After an easy 30 hour overnight passage that had some drama on a fellow boat involving my medical expertise (more on that in another blog post), we pulled into Bahia Santa Maria. The view was a tiny fishing village and miles of sandy beaches. We relaxed on board and hosted Justin Edelman, the CUBAR photographer and videographer, for dinner. It was a lot of fun to hear about his adventures photographing sailing around the world, and he has kindly shared some photos with me to use on the blog.
The next morning we up anchored for a short cruise down the peninsula and into Magdalena Bay, where we stayed for two nights. Magdalena Bay (often called Mag Bay by Americans, but according to the professor we heard lecture that is not preferred by Mexicans) is a gigantic natural harbor at 25 miles N-S and 13 miles E-W with multiple good anchorages. We anchored in Man Of War Cove.
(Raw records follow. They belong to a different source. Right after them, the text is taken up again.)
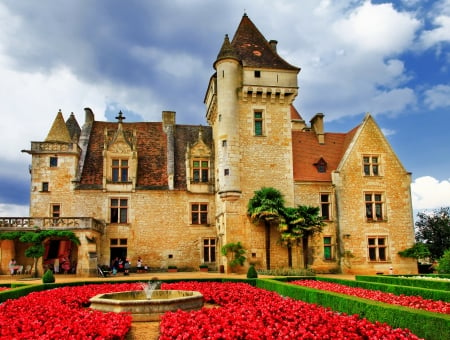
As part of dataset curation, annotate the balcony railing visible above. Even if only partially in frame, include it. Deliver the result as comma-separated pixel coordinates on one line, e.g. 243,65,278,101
0,217,105,234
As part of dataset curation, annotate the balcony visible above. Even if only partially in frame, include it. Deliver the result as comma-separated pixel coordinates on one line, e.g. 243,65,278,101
0,217,105,234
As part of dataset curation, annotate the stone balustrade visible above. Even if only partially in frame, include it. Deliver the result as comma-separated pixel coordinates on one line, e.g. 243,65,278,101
0,217,105,234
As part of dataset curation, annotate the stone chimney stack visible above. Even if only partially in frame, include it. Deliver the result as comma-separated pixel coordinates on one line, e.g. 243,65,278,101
269,40,278,52
162,111,176,190
310,113,325,144
84,107,95,124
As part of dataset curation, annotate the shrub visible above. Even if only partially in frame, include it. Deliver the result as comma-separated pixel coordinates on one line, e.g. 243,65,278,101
247,264,258,278
42,269,55,284
437,249,450,274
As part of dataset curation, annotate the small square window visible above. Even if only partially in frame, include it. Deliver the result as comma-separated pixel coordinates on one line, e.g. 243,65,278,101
50,157,58,167
42,182,49,192
224,169,229,176
254,70,261,78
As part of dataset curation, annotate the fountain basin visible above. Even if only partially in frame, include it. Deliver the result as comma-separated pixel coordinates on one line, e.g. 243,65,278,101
89,290,204,322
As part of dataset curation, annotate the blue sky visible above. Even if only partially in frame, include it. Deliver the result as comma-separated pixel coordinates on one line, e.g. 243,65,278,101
0,0,449,216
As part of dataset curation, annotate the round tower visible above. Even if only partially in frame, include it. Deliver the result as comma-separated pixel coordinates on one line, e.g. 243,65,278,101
214,34,241,201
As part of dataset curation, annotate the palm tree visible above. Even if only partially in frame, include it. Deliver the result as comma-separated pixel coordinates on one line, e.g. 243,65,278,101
247,187,285,269
293,205,325,268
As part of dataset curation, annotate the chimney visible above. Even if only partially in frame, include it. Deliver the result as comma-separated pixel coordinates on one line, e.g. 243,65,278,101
162,111,176,190
269,40,278,52
84,107,94,124
310,113,325,144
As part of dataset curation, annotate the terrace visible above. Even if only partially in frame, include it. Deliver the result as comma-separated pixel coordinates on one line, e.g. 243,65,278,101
0,217,105,234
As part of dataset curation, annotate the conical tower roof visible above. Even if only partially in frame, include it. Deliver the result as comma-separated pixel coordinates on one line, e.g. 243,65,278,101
45,110,72,143
66,112,81,141
229,14,299,71
214,34,240,68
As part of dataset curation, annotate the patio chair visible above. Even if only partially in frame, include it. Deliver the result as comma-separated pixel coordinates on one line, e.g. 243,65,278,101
24,265,32,274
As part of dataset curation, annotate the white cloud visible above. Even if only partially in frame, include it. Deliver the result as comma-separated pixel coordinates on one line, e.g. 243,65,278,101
411,176,450,210
0,204,28,217
423,84,450,109
420,15,450,49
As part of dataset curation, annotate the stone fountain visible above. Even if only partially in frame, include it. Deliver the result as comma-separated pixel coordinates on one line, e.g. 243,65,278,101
89,281,204,321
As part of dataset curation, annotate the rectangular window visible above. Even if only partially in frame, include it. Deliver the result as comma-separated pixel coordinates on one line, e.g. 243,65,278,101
50,156,58,167
365,192,384,221
368,236,388,261
323,236,333,260
254,70,261,78
203,238,216,262
110,198,128,223
42,182,49,192
51,204,60,218
193,160,209,183
191,203,208,225
254,111,263,136
112,159,128,182
363,155,380,176
320,193,331,220
110,238,127,246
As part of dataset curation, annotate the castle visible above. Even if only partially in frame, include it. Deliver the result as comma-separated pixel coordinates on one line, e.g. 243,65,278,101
1,14,417,276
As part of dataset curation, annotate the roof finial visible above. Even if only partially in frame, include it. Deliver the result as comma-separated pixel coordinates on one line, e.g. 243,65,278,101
115,111,126,124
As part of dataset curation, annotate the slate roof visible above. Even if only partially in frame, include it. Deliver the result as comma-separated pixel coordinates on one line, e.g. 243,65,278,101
292,127,358,181
217,14,299,71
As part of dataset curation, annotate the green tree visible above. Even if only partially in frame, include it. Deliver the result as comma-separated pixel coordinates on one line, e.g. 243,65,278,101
0,229,80,277
221,242,246,267
247,187,285,269
437,249,450,274
398,242,431,260
282,205,325,269
415,207,450,261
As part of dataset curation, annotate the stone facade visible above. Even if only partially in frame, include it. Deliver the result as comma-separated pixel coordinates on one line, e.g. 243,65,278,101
0,14,417,276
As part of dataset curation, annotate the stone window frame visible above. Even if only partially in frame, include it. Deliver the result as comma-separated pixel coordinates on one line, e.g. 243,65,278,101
191,202,208,225
254,110,264,136
364,192,386,222
363,154,381,176
111,158,129,183
367,235,389,262
320,193,331,221
203,237,216,263
192,159,209,183
110,197,129,224
323,236,335,260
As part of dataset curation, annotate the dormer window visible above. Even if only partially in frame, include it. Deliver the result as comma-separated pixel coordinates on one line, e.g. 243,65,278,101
314,158,327,173
112,159,129,182
193,159,209,183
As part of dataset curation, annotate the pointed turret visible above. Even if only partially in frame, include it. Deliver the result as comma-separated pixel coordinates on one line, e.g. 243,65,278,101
214,34,240,69
45,110,72,143
230,14,299,71
66,112,81,142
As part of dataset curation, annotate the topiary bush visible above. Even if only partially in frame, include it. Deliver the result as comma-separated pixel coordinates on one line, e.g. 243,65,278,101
42,269,55,284
247,264,258,278
437,249,450,274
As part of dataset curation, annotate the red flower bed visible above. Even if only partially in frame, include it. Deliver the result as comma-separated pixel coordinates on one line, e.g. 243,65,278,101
291,280,450,314
159,281,421,339
0,282,141,339
0,287,9,292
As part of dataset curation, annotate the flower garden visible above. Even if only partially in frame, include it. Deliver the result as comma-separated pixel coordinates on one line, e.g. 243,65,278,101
0,280,435,339
291,280,450,314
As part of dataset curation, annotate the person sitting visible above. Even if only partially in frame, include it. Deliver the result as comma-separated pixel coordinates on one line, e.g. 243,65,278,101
8,259,20,275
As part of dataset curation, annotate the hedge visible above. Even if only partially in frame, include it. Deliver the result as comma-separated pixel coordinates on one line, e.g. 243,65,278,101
257,278,450,340
318,276,450,302
356,275,450,291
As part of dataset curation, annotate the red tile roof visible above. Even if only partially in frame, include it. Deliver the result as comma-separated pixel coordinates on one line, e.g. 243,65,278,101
292,127,358,181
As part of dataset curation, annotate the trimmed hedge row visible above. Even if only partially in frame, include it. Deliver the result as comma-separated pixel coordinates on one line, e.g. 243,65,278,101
357,275,450,291
257,278,450,340
318,276,450,302
1,277,448,339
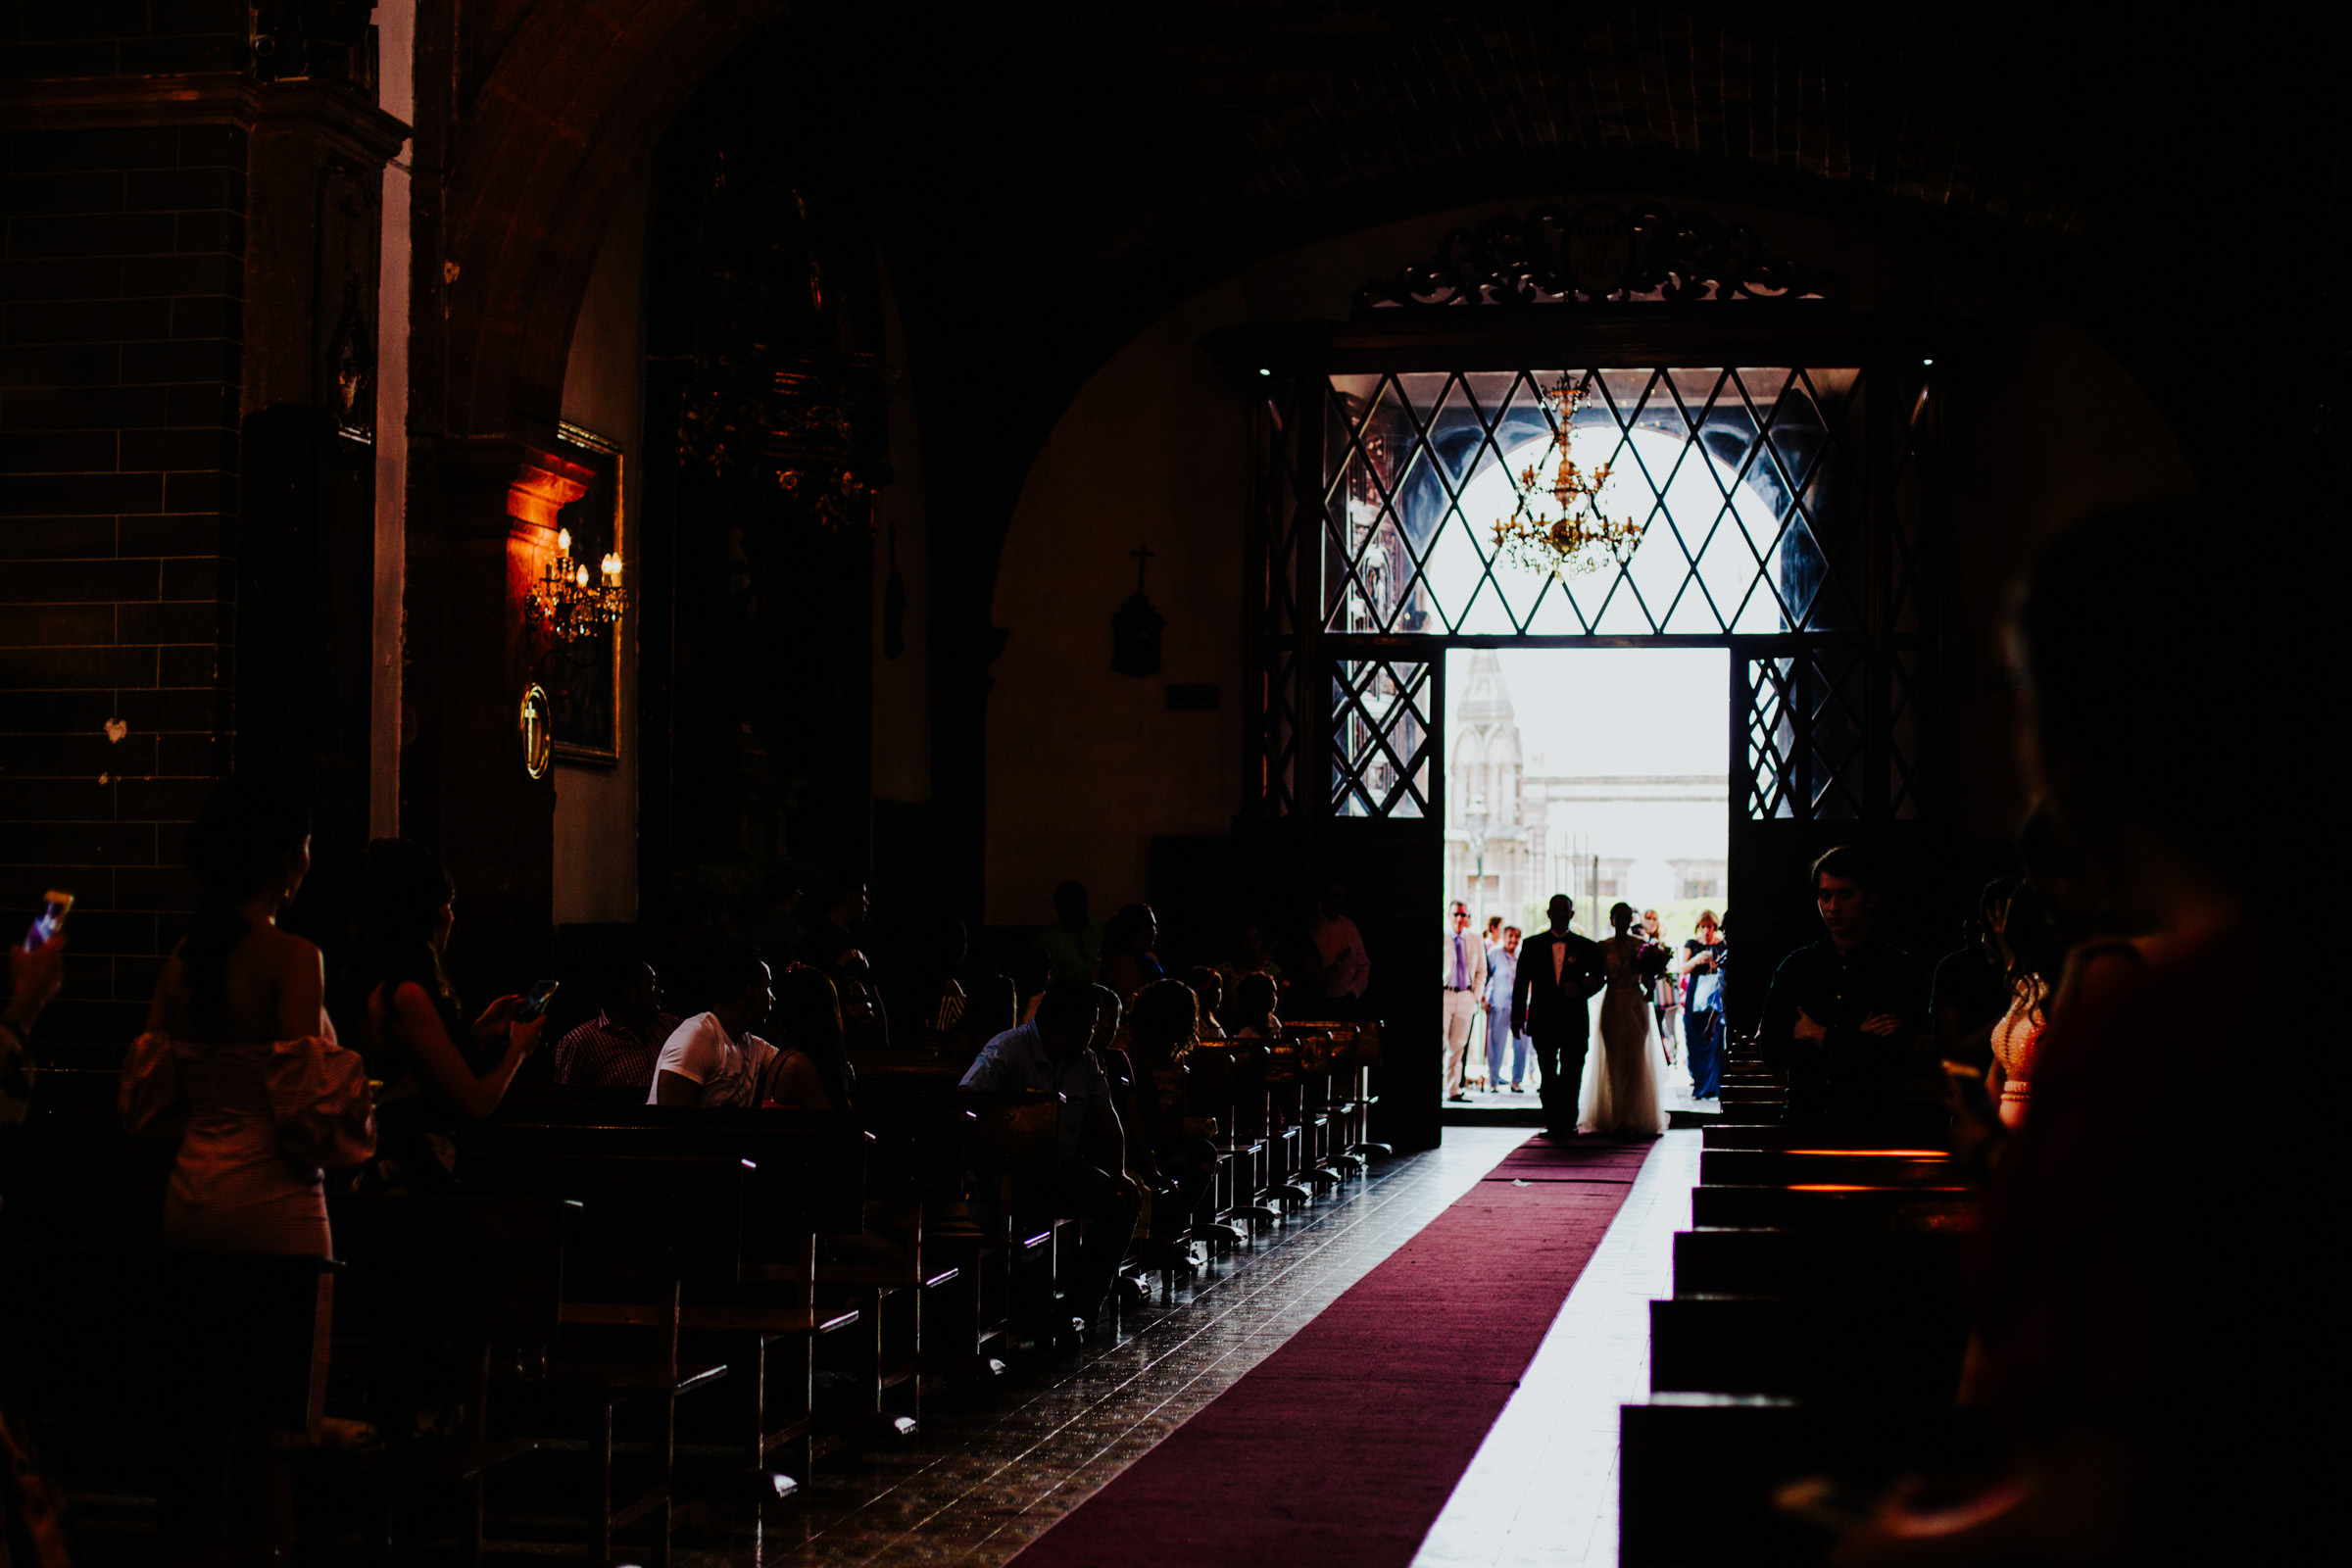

The bay is obviously full of fish. We had a constant accompaniment of pelicans bombing head first into the water and sea lions surfacing and breathing hard all around our boat. It was a deterrent to swimming in the 74 degree water for me, but so much fun to watch. The pelicans are hilarious the way they look like they are about to kill themselves on the water. I can’t help thinking – it’s gotta hurt to slam your head into the water over and over again! But apparently they are made for that.
There is a tiny fishing village on the shore with about 160 people. The Miramar palapa restaurant served us wonderful fish cooked various ways and we relaxed all afternoon. I walked around the village taking pictures and bought a few things from the tiny tienda. I missed out on fresh tortillas but was able to get a few limes and some refried beans. There is no road access to Magdalena Bay – all supplies are carried in by ferry from San Carlos, a larger town across the bay. The village is fortunate now to have a desalination plant for their water supply which opened in 2018, so it no longer has to be ferried in.
The people in Magdalena Bay were all very friendly, smiles and waves when I walked around. I had fun talking with and practicing my Spanish with the restaurant proprietress and her charming 1 year old baby boy.
The guys were slightly disappointed because earlier cruisers had drunk all the beer so the owner of the restaurant was running across to San Carlos in his panga to get more beer once he saw 25 boats turn up. It was hours before he came back though, and by that time a small squall had come up and it was time to return to the boat.
The next day we were led on a dingy tour to the mangrove estuary.
Enrique in his panga led the way through shallow sand bars and crab pots with some commentary over the VHF radio. It turned out to be a very long way from the anchorage at high speed in choppy waves, fun for the most part, with frigate birds and pelicans flying around us.
The estuary was beautiful, with sand pipers and ospreys waiting for us.
There was some drama when Justin launched a drone from the panga and it lost its’ mind and dropped into the water. Justin instinctively jumped in and was able to retrieve it from 13 feet of water. Editor’s Note: We have now christened Justin “El Hombre de Augua”… Aquaman!
We hosted a group from the boat Lahaina Sailor with CUBAR organizer Dave Abrams and family on our boat for the CUBAR potluck dinner circle. We feasted on mahi-mahi and tuna that Larry and Sean caught. Larry is a master of cooking fish and it is truly spectacular to eat the fruit of our labors (guess I should say Larry’s labor:)!